In 1979, having retired from the NBER, Moore established the Center for International Business Cycle Research (CIBCR) at Rutgers University, moving it four years later to Columbia University.

In February 1994, following a surprise rate hike, Chairman Greenspan testified in Congress that "anything that Geoffrey Moore does I follow closely," to which a Congressman replies, "No kidding." In 1995, Moore received the American Economic Association's Distinguished Fellow Award.

In 1996, Moore, with his protégés, Lakshman Achuthan and Anirvan Banerji, established the independent Economic Cycle Research Institute (ECRI), which virtually all of their CIBCR colleagues then joined.

==ECRI's approach==
Many economists claim that recessions cannot be predicted. A 63-country study of economists' predictions conducted by the International Monetary Fund concluded that their "record of failure to predict recessions is virtually unblemished."

However, The Economist noted in 2005 that "ECRI is perhaps the only organisation to give advance warning of each of the past three recessions; just as impressive, it has never issued a false alarm." In May 2011, Business Insider reported "The Economic Cycle Research Institute (ERCI) ... have been quite accurate in forecasting business cycle in recent years ...."

==Recession and recovery calls==

2001 recession call:

In March 2001, ECRI made a U.S. recession call and in April 2001 ECRI's Achuthan told The Wall Street Journal that "the economy has passed the point of no return, beyond which it is not possible to shift away from the recession track."

2007-09 recession and recovery calls:

In January 2008, it said Weekly Leading Index growth "has now dropped to a new six-year low. Even so, it is still possible for prompt policy action to help avert a recession".

In March 2008, "the Economic Cycle Research Institute made its official call, stating that the U.S. economy had "unambiguously" entered a recession."

In April 2009 ECRI said "The longest U.S. recession in more than a half-century will probably end before the summer is out."

2011-12 recession forecast:

In September 2011, ECRI forecast a U.S. recession that never happened. Growth did slow sharply and was "about as weak as it could be without falling into recession." ECRI "had predicted that the final six months of 2012 would register contraction. The first estimate of GDP growth came in at 1 ½% (that is, at an annual rate of 1 ½%). The fifth revision to that initial estimate, unveiled in July, pushed down the measured rate of growth to a quarter of 1%, about as close to shrinkage as a positive growth figure can be."

2015:

In October 2015, ECRI titled its international cyclical outlook "Broader Global Slowdown Ahead". Specifically, ECRI predicted the "progressively poorer global growth" that materialized in early 2016.

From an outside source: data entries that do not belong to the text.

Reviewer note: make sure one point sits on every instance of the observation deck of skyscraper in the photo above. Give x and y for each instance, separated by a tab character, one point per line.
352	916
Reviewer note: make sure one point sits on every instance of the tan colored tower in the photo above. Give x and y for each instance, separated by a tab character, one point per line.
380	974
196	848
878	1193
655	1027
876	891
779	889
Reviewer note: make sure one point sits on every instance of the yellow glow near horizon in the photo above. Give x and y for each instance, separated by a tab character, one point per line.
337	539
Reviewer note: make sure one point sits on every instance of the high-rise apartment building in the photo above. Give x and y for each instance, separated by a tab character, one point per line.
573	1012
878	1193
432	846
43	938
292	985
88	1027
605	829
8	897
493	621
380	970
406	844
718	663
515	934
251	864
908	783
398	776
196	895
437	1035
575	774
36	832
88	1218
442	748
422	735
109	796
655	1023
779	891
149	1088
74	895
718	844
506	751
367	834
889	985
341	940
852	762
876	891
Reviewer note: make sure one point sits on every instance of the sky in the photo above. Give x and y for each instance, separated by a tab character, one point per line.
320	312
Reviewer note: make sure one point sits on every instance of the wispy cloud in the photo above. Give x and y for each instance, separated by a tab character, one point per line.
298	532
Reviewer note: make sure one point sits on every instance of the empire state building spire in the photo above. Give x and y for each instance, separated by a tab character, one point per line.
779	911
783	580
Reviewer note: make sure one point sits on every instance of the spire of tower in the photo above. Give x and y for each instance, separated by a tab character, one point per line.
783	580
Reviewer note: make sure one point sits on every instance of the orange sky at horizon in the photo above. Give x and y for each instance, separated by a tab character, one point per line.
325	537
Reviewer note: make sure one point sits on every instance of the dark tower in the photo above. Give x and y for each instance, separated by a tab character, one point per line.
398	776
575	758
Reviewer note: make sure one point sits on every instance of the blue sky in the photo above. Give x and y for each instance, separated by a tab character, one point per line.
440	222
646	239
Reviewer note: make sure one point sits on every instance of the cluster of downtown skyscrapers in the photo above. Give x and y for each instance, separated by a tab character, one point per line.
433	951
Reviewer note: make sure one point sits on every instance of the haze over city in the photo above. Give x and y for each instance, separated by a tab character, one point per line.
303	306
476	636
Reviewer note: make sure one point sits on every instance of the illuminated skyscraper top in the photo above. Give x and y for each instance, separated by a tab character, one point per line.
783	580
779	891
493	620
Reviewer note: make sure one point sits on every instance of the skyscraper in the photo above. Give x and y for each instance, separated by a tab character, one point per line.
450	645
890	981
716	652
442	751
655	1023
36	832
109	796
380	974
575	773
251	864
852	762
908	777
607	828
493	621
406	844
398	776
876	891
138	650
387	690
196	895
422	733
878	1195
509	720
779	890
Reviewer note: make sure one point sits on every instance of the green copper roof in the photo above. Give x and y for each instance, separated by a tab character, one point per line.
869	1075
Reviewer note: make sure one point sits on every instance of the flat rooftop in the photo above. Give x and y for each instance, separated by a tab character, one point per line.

2020 recession and recovery calls:

On March 17, 2020, with U.S. states about to issue stay-at-home orders, ECRI wrote that "cascading closures across the economy will necessarily cause a breakdown in demand." The result would be "mandated demand destruction, which is likely to railroad the economy into a contraction. A recession is increasingly unavoidable". But on April 3, 2020, ECRI wrote that "this recession will be extremely deep, very broad, but relatively brief," as "shutdowns start ebbing" in short order. Then, on June 24, 2020, ECRI wrote that its leading indexes "have been signaling the start of an economic recovery for some time now." Noting that stock prices had always turned up "ahead of the business cycle trough," they concluded: "In light of this historical pattern, coupled with the sequential upturns in our leading indexes, it's logical that the S&P 500 would turn up when it did, in late March".

==Publicly available data==
- The U.S. Weekly Leading Index (WLI) of economic activity.
- The U.S. Coincident Index (USCI) is a broad measure of current economic activity.
- International business cycle chronologies for 21 economies.